Elimélek est présenté sous un jour peu favorable, son nom étant interprété comme signifiant "celui qui est avide de royauté." Il quitta le pays de Canaan non parce qu'il aurait lui-même souffert de la famine, mais parce qu'il craignait que le peuple ne s'adresse à lui pour obtenir de l'aide. En interprétant i. 14, l'auteur de ce midrash exprime ses vues concernant les baisers. Selon une autorité anonyme, les baisers ne sont permis qu'en trois occasions: (1) lors de la conférence d'une haute charge, comme lorsque Samuel baisa Saül (I Sam. x. 1); (2) aux rencontres, comme dans le cas d'Aaron baisant Moïse (Ex. iv. 27); et (3) à la séparation, comme lorsque Orpa baisa sa belle-mère. Selon R. Tanḥuma, les baisers sont permis aussi aux parents, comme lorsque Jacob baisa Rachel (Gen. xxix. 11). Dans d'autres circonstances, les baisers sont déclarés indécents. Très vivante est la description de l'insistance de Ruth à suivre Naomi (Ruth i. 16-18), en ce que, lorsque son attention fut dirigée par sa belle-mère vers les lois relatives aux prosélytes, elle les accepta toutes.

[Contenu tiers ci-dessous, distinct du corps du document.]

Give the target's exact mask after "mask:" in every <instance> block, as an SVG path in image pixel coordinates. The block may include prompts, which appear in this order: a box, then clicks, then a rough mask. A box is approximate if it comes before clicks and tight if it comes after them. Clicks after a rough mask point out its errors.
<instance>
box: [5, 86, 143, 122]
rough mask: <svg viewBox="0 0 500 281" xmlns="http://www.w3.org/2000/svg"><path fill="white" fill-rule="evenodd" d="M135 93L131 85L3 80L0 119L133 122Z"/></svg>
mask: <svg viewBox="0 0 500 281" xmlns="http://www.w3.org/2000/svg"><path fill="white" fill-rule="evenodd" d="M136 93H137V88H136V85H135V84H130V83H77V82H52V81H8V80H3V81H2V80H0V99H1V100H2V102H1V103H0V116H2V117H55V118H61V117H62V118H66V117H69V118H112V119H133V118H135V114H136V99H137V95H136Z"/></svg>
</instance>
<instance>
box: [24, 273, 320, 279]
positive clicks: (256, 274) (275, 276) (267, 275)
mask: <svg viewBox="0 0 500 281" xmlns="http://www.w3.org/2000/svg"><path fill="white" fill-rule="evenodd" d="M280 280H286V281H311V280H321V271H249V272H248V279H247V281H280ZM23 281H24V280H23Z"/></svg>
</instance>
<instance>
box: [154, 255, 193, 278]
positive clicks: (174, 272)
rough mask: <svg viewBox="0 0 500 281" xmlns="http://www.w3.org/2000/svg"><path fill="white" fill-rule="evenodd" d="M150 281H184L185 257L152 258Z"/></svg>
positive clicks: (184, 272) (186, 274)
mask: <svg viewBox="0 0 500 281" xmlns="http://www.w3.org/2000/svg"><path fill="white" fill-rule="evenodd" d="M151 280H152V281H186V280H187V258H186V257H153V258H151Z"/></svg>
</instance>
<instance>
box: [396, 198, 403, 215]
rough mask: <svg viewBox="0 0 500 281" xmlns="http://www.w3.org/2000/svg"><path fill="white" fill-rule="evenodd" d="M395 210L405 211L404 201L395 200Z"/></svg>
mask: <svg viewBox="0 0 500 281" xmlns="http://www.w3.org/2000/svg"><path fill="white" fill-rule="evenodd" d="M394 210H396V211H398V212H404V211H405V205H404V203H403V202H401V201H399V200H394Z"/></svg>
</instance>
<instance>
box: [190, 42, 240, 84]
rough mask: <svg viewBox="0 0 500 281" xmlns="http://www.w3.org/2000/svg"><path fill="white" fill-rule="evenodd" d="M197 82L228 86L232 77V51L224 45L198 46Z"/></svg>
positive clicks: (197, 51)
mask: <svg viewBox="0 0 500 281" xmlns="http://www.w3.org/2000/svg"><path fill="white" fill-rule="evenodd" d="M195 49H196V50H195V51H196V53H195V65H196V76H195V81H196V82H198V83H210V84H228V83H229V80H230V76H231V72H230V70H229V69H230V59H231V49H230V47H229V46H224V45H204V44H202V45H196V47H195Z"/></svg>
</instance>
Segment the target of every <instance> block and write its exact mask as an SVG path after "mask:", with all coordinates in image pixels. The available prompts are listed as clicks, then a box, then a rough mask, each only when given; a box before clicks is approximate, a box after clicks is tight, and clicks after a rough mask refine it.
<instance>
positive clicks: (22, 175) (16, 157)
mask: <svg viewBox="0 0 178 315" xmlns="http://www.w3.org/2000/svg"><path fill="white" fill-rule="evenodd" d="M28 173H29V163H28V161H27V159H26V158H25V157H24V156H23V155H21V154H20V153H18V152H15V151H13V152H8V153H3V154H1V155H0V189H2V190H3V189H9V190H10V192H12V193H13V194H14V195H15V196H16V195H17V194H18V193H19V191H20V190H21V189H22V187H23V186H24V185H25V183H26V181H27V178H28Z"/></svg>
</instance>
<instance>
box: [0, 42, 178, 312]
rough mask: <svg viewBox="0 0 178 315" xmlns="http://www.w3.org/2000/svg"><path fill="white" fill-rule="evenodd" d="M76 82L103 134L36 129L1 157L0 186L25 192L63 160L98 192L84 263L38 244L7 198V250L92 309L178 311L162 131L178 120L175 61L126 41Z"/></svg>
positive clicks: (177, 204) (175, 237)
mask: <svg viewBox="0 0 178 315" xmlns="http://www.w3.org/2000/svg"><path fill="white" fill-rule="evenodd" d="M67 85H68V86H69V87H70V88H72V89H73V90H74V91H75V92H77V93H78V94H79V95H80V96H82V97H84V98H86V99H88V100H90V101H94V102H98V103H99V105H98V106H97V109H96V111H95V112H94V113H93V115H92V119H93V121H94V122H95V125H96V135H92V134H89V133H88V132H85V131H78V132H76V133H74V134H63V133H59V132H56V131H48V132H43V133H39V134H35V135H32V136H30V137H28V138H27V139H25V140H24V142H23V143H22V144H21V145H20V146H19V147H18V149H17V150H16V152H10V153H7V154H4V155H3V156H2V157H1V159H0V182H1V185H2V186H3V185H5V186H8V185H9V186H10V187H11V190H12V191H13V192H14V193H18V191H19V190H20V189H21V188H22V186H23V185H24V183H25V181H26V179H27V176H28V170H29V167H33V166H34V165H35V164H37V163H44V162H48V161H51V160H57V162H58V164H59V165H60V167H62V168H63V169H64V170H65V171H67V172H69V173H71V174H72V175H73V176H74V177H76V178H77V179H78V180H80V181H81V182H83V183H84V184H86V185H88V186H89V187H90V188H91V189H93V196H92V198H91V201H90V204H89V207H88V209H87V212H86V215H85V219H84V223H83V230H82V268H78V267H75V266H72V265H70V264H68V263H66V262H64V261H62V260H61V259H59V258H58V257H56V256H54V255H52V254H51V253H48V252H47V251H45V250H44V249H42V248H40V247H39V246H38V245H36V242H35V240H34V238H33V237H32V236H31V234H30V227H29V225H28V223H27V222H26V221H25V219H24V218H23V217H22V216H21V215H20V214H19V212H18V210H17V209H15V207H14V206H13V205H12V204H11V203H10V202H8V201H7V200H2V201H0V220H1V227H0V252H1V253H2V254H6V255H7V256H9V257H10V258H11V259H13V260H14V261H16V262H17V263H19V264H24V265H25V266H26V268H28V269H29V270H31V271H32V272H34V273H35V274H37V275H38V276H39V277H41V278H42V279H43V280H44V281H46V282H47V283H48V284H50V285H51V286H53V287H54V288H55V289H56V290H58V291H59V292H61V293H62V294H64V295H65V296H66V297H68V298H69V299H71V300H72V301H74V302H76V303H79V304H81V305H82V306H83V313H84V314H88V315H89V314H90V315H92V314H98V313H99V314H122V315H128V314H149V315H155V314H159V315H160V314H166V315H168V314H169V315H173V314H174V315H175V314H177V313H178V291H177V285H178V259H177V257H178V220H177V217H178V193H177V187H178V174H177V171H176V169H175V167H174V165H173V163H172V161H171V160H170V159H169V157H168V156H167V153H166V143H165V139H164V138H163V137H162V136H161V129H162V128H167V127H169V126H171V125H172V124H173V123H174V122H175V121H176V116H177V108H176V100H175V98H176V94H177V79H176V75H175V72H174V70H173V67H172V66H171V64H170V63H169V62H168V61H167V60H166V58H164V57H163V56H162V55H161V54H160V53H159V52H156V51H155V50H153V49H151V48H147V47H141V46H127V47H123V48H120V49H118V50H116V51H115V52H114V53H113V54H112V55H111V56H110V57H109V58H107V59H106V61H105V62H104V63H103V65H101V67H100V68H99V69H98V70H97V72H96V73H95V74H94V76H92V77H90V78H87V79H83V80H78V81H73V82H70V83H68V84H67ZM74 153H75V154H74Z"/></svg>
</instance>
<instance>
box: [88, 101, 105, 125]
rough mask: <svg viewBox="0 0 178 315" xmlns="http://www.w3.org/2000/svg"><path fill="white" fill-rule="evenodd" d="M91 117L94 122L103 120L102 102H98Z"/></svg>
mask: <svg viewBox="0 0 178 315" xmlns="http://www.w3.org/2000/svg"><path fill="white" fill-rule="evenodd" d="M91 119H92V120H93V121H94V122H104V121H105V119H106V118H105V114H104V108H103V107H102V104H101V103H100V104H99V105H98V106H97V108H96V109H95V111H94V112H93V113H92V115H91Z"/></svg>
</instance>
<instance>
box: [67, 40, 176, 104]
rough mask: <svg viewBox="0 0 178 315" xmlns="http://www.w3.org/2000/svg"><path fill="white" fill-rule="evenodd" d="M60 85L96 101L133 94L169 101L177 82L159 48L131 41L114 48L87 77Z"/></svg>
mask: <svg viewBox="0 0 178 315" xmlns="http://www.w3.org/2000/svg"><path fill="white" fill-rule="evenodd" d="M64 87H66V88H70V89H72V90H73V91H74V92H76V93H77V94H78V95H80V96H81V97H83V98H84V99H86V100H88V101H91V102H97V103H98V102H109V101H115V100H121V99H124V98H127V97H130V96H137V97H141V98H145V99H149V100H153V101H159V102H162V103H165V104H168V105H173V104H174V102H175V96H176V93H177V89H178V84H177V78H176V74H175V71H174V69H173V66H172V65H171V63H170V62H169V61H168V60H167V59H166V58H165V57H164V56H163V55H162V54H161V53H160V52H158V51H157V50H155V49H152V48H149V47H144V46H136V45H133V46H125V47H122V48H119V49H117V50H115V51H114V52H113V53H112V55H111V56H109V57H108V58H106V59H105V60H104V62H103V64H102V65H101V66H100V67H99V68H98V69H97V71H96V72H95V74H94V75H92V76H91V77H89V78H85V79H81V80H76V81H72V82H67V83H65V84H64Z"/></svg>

Naomi et Ruth sont toutes deux décrites comme des femmes justes dont les actes étaient caritatifs. Cette dernière particulièrement est présentée comme étant modeste et de manières exemplaires (ii. 5). Dans son interprétation de iii. 3, l'auteur du midrash montre la nécessité d'honorer le Sabbat en portant des vêtements spéciaux. Il peut être remarqué que dans iii. 13 se trouve une recension de l'histoire d'Elisha b. Abuyah, dont la source principale est Ḥag. 14b. Le midrash se termine par une affirmation selon laquelle le Messie doit descendre de Ruth par David.
Concernant les interprétations lexicales, dans certains cas l'explication des mots n'est pas contraire aux règles grammaticales, mais parfois, comme dans tous les autres midrashim, l'interprétation est arbitraire. Ainsi, tandis qu'« Elimelech » est interprété comme composé d'« elai » et de « melek » (= « la royauté m'appartient » ; comp. ci-dessus), « Naomi » comme « celle dont les actes sont agréables », et « Orpah » (de « 'oref » = « la nuque du cou ») comme « celle qui a tourné le dos [comp. Jér. ii. 27 et ailleurs] à sa belle-mère », « Wa-yehi » est interprété comme une exclamation de douleur ; et « Ruth » (dérivé de  = « voir ») comme « celle qui a vu ou considéré les paroles de sa belle-mère ». Pour les commentaires et éditions de Ruth Rabbah [voir Ekah Rabbati](/articles/5498-ekah-lamentations-rabbati), [Esther Rabbah](/articles/5875-esther-rabbah), et [Ḳohelet Rabbah](/articles/9414-kohelet-ecclesiastes-rabbah).